Having the cost of fire, theft or water damage so high nowadays, it is no wonder householders choose to take control of the risk of damage, by taking out home insurance.
That is the theory. But, sometimes, consumers feel like the partnership with their insurer is unbalanced and that the supplier holds all the cards. Whether it is all the data that a large company can hold on you, suffering for the excesses of risky neighbors or the struggle to make a claim, many customers often feel like the system isn’t working for them.
That isn’t just bad for householders, it is also a ticking timebomb for the multi-billion pound insurance market. But emerging technology now offers the very real prospect of redressing the balance, of re-empowering customers.
Policy comparison services coupled with real-time data streams from policyholders — whose lives may naturally change from policy year to policy year — will need to combine to ensure a customer is automatically switched to the best-value policy.
Risk profile control
Fundamentally, insurance is about pooling risks — everyone pays into the pot, but all of us end up paying for other people’s risk. This is broken. We need to see a price redistribution, and technology will bring it about.
By collecting individualized data about a home’s real activities, its actual security capabilities, and its owners’ lifestyles, insurers will be able to price policies for genuine, personal risk profiles and for the way householders really live their lives.
As insurance has become more commoditized, the customer and insurer have become increasingly detached. Few consumers would say they want to have a close relationship with their insurer. But make no mistake — your insurer is with you at some of the worst times of life. The trouble is, by the time the worst happens, the customer and the insurer are like strangers. And that means, in the emotional aftermath of a fire or burglary, the officialdom of further data collection is jarring.
If technology could provide an insurer with a more steady stream of signals — from in-home sensors and monitors, for example — the added information would expedite the process, allowing the claim handler to better understand the incident and empathize with the policyholder.
Prevention is better than cure
Empathy is one thing, but that same technology would help ensure that theft, fire or water damage never happen.
Monitoring devices that allow either active observation by householders or which send notifications of negative activity to instill a tremendous psychological shift in householders — rather than waiting for an incident to wreak havoc, they help policyholders take more active control. The householder who sees an incident just after it begins can reduce its impact or eliminate it altogether.

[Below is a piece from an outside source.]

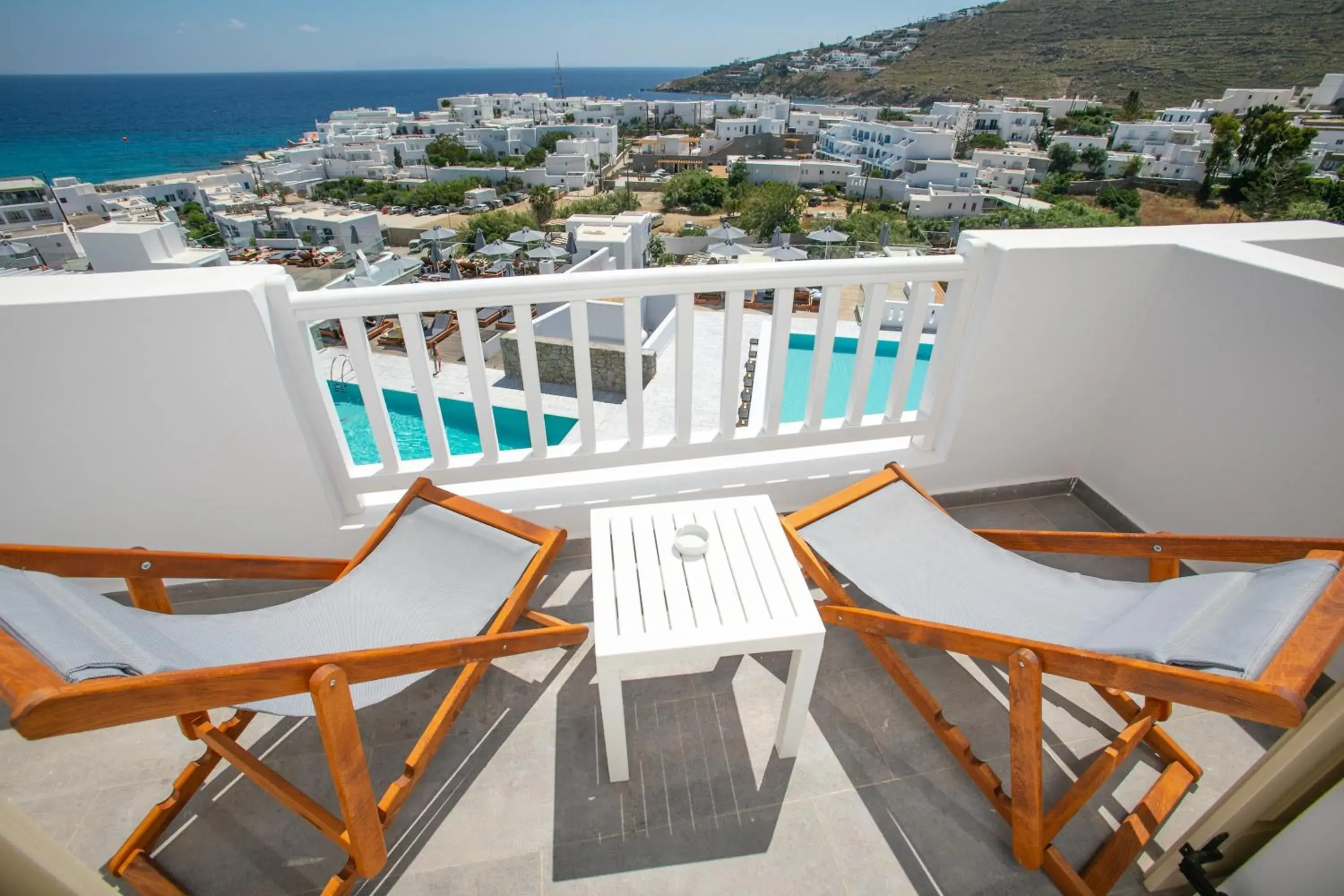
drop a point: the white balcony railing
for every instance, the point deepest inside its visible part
(691, 435)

These are the kinds of customers insurers want to work with. That added sense of responsibility is a risk reducer, leading to lower premiums.
Comfort after the fact
What are the top two concerns of the householder who suffers a theft? First, the criminal needs to get found and, second, that they may return.
But smart monitoring technology could provide an answer. Recording the time an incident occurred and capturing the moment itself on video are vital evidential clues which police can use in their investigation. A greater sense of connection with their home can reduce the distress caused by these sad events, reassuring householders that the best which can be done is being done.
The future of insurtech
Many pundits would have you believe the next phase of insurance technology rests on “Internet of Things” or “artificial intelligence”. But I don’t believe either is the right depiction for the next five years of disruption.

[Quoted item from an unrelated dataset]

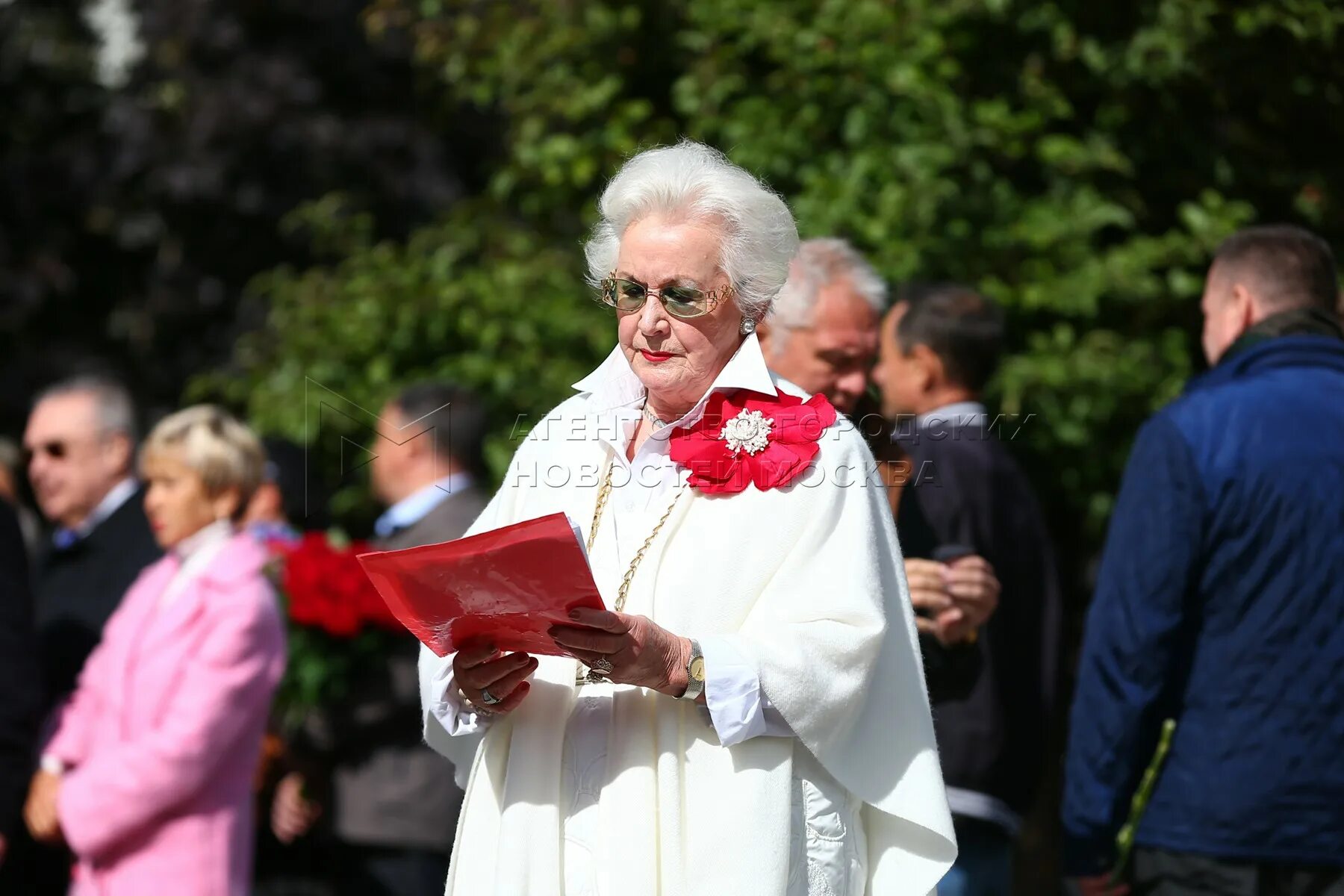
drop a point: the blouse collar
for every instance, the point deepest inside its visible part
(208, 536)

No consumer excitedly tells her friends about her latest “IoT” device, just as no-one is ever thankful for their “unauthorized entry loud hailer”; it’s simply a burglar alarm. In the next few years, we will find a new and more naturalized lexicon to describe devices like cameras, presence sensors, and microphone-equipped micro gadgets that relies less on the novelty of internet connection and more on their intrinsic benefit.

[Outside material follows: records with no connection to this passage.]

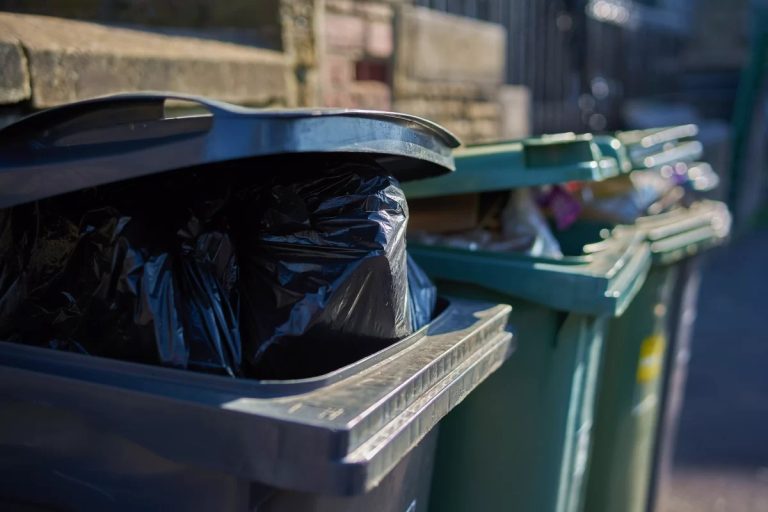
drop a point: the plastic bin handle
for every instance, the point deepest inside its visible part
(109, 111)
(99, 113)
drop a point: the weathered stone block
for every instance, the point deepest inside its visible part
(344, 32)
(515, 108)
(72, 60)
(434, 46)
(339, 70)
(379, 40)
(483, 110)
(14, 80)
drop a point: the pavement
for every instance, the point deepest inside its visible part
(721, 460)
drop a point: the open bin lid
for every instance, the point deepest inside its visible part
(113, 138)
(651, 148)
(530, 162)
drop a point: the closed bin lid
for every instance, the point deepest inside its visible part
(530, 162)
(113, 138)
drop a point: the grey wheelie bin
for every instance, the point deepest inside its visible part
(521, 441)
(83, 432)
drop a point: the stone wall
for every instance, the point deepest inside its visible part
(392, 56)
(356, 54)
(376, 54)
(449, 69)
(48, 61)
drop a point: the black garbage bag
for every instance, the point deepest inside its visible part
(422, 296)
(324, 279)
(115, 286)
(286, 278)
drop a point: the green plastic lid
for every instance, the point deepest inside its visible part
(648, 149)
(601, 282)
(523, 163)
(684, 232)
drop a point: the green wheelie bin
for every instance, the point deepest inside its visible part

Similarly, it will not be AI specifically that puts tech at the heart of insurance. Rather, it will be integration.
The next wave will come when insurers’ services are connected into easy-to-use home assistants like Google Home or Amazon Echo when a consumer will be able to ask: “Alexa, am I covered?”, “Google, find me a better deal when my policy expires” or “Hey Aviva, how much am I paying?”
This will normalize and simplify an ongoing relationship between the householder and the provider, helping to put the policyholder back in the driving seat.